Although Vastaamo is a private company, the scale of the case and the threats to individual victims have touched the country as a whole. The hack has also outraged Finnish politicians. “This is a serious, outrageous and cowardly attack”, said Interior Minister Maria Ohisalo. According to the Minister, Finland should be a country where “help for mental health problems is available, and where you can access it without fear”.

Last Friday, the cybercriminal leaked sensitive data of about 300 patients – including some minors – on an encrypted Tor network. The information included names, personal identification numbers, telephone numbers, email addresses as well as residential addresses. What’s worse, the contents of patients’ therapy sessions were also disclosed. Thousands of concerned patients have already filed a complaint for invasion of privacy.
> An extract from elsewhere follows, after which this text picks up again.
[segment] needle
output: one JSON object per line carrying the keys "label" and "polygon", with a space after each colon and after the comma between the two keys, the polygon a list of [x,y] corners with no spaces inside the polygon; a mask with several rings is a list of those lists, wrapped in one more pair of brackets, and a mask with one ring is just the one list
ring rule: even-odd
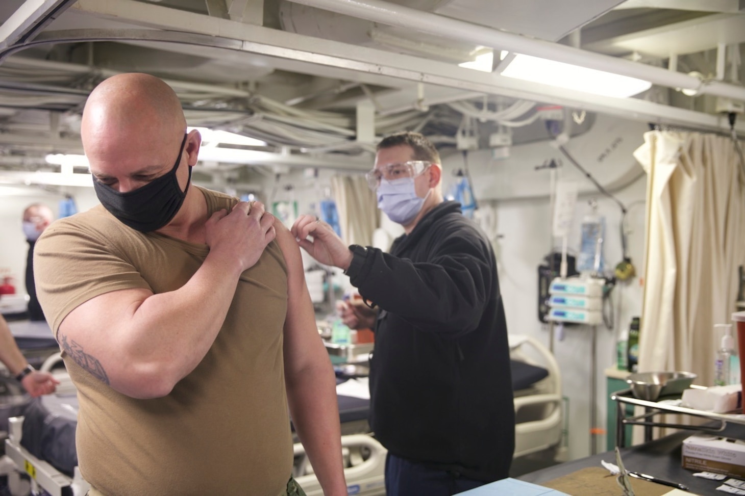
{"label": "needle", "polygon": [[670,480],[665,480],[665,479],[658,479],[657,477],[653,477],[651,475],[647,475],[647,474],[641,474],[640,472],[632,472],[629,471],[629,475],[637,479],[641,479],[642,480],[649,480],[650,482],[656,483],[658,484],[662,484],[663,486],[669,486],[670,487],[675,487],[681,491],[688,491],[688,486],[685,484],[680,484],[679,483],[674,483]]}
Help and Free Therapy for Victims

“We are extremely sorry for our customers and employees and we also want to offer them more support in the midst of the situation”, Vastaamo said in a statement on their website. They urge customers and employees to contact the police when they receive a blackmail message. The company also opened a separate helpline. Moreover, they are offering clients who have fallen victim to blackmail, a free, unrecorded therapy session.

The Finnish government met over the weekend and launched a website for victims of the cyberattack. On the website, the government gives advice and emphasizes that victims should not respond to the ransom demand. “Don’t communicate with the blackmailers. The data has most likely been leaked elsewhere”, it said.

Victim Support Finland, which offers victims support information for free, warned that “it is important to act quickly” as soon as personal details have been published or when falling victim to blackmail. “Contact the police, seek help and take the recommended steps” to avoid falling victim to, for example, phishing and identity theft.